I don't disagree Jonathan. I'm just asking for suggestions as to where
we should place it in the context of the rest of the documentation.
Should it be part of the User Guide or something else? If something
else, what do we call it?

Unless of course you're proposing that we drop the rest of the User
Guide and just offer this ;-0

Jonathan Asbell wrote:
>
> Hello Ted.  I gave this documentation to the other developers in my group
> who do not know about Struts, and they said that they now understand what
> Struts is and how to approach using it.  They got lost in the "Struts
> Components" section because they didnt have a picture to accompany the
> explanation, and because they were unfamiliar with Struts.  They said that
> the section "How it all works" clarified how Struts behaves.

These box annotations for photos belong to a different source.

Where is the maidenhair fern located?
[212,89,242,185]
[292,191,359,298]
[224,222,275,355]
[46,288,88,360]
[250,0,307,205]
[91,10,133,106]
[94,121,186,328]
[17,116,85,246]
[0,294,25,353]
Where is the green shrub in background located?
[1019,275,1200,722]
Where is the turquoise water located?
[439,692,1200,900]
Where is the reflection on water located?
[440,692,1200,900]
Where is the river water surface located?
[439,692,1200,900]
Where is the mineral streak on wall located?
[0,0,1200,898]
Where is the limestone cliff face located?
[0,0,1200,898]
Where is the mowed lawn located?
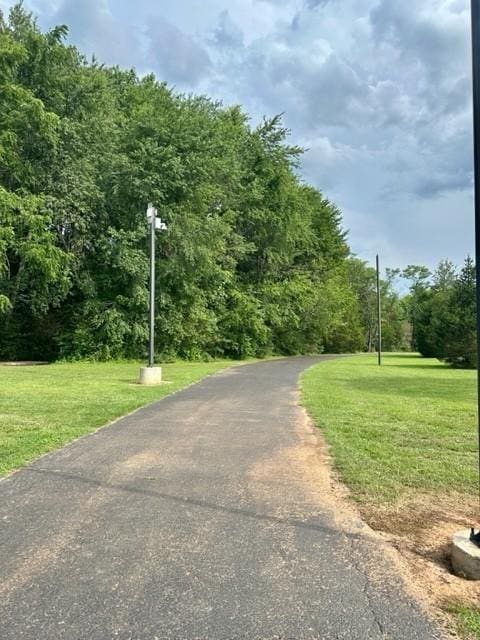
[302,354,478,504]
[0,361,233,475]
[302,354,480,640]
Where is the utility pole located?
[377,254,382,367]
[471,0,480,546]
[147,204,157,367]
[140,204,167,384]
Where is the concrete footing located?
[139,367,162,384]
[451,529,480,580]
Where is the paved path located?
[0,358,439,640]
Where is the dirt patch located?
[360,494,480,608]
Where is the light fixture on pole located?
[140,204,168,384]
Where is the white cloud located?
[0,0,473,266]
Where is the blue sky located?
[0,0,474,267]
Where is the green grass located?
[302,354,480,640]
[450,606,480,639]
[0,361,233,475]
[302,354,478,504]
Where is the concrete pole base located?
[451,529,480,580]
[138,367,162,385]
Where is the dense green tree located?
[0,5,363,358]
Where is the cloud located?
[146,18,211,88]
[0,0,472,266]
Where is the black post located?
[377,255,382,366]
[148,205,155,367]
[471,0,480,524]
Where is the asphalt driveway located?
[0,358,441,640]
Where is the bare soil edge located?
[297,407,470,638]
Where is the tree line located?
[0,3,472,360]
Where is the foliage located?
[348,258,410,352]
[403,258,477,368]
[0,361,236,476]
[0,5,368,359]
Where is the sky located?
[0,0,474,268]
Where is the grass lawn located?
[301,354,480,640]
[302,354,478,504]
[0,361,233,475]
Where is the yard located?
[0,361,232,476]
[302,354,480,638]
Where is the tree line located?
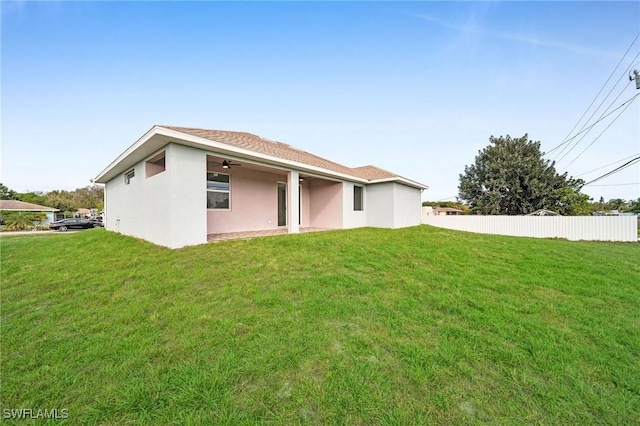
[458,134,640,216]
[0,183,104,212]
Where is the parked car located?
[49,219,99,232]
[89,217,104,228]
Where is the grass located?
[0,226,640,425]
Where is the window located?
[145,151,166,177]
[207,172,231,210]
[353,186,364,211]
[124,169,136,185]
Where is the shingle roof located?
[158,126,400,180]
[351,165,399,180]
[0,200,58,212]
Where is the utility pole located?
[629,70,640,90]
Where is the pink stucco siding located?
[208,167,342,234]
[208,167,286,234]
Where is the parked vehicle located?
[49,219,99,232]
[89,217,104,228]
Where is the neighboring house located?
[434,207,462,216]
[75,209,91,218]
[94,126,428,248]
[422,206,436,216]
[0,200,59,225]
[525,209,561,216]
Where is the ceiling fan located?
[210,160,242,169]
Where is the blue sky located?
[1,1,640,200]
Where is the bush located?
[0,210,47,231]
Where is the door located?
[278,182,287,226]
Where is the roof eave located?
[94,126,370,184]
[369,176,429,189]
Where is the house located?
[525,209,561,216]
[75,208,91,219]
[94,126,428,248]
[435,207,462,216]
[0,200,59,225]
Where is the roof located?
[436,207,462,212]
[525,209,560,216]
[0,200,58,212]
[95,125,428,189]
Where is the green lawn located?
[0,226,640,425]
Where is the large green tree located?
[458,134,589,215]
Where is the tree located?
[458,134,589,215]
[0,183,17,200]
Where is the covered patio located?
[207,227,332,243]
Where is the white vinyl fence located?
[422,215,638,242]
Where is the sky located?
[0,1,640,201]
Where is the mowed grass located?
[0,226,640,425]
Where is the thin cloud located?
[413,14,620,58]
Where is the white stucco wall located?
[105,144,207,248]
[366,182,422,228]
[393,183,422,228]
[367,182,394,228]
[342,182,369,229]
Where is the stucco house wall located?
[393,182,422,228]
[105,144,207,248]
[367,182,394,228]
[309,179,343,229]
[342,182,369,229]
[95,126,428,248]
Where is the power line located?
[589,182,640,186]
[563,95,637,171]
[556,46,640,160]
[582,155,640,187]
[545,93,640,156]
[574,152,640,177]
[556,82,635,162]
[553,32,640,158]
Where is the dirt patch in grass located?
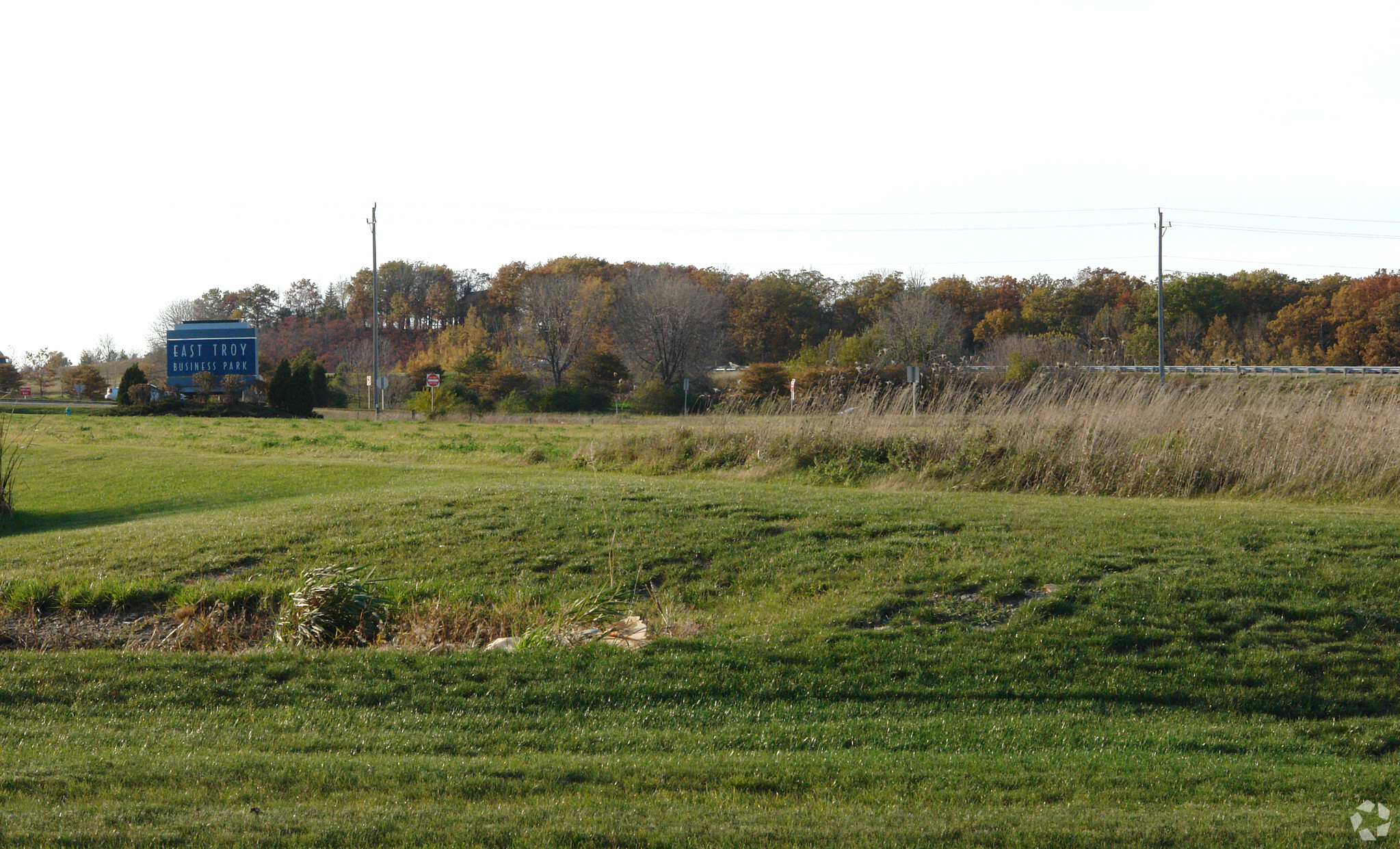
[0,599,700,654]
[847,584,1060,631]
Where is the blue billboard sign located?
[166,321,258,387]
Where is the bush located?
[631,377,683,416]
[568,349,631,393]
[496,391,535,413]
[739,363,793,401]
[277,566,385,646]
[218,374,248,406]
[1007,350,1040,384]
[60,364,107,401]
[116,363,146,406]
[468,365,535,412]
[0,416,27,519]
[535,387,612,413]
[409,388,462,417]
[267,357,291,412]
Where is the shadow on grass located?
[0,495,263,536]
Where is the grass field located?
[0,416,1400,848]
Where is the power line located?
[772,254,1153,267]
[1172,254,1376,270]
[448,222,1145,233]
[405,203,1157,217]
[1176,222,1400,238]
[1170,207,1400,224]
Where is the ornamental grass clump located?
[277,566,385,646]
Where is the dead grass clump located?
[274,566,385,646]
[384,599,533,653]
[155,601,276,653]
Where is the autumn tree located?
[116,363,146,406]
[568,348,631,393]
[832,272,906,333]
[0,363,24,393]
[282,277,322,318]
[23,348,71,397]
[224,283,281,328]
[729,270,836,361]
[871,289,962,364]
[60,364,107,401]
[613,265,725,384]
[515,274,607,388]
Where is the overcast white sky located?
[0,0,1400,360]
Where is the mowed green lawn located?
[0,417,1400,848]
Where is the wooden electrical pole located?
[368,203,380,420]
[1157,207,1170,387]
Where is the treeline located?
[139,257,1400,408]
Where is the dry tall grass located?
[575,376,1400,500]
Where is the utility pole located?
[367,203,380,420]
[1157,207,1170,387]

>     The point being that the impedance from trying new tools lies in the
> time necessary to understand and configure it.  Living in New York is
great
> because it is the ultimate test for when something is too complicated:
> People wont take the time to use it.  This type of outline gets would be
> users/developers started quick.  In a few pages they know what Struts is,
> what it needs to run, and how it functions.  Now they can go on, install,
> configure and develop with Struts with the user guide and this paper in
hand
> and feel fairly confident in developing with it.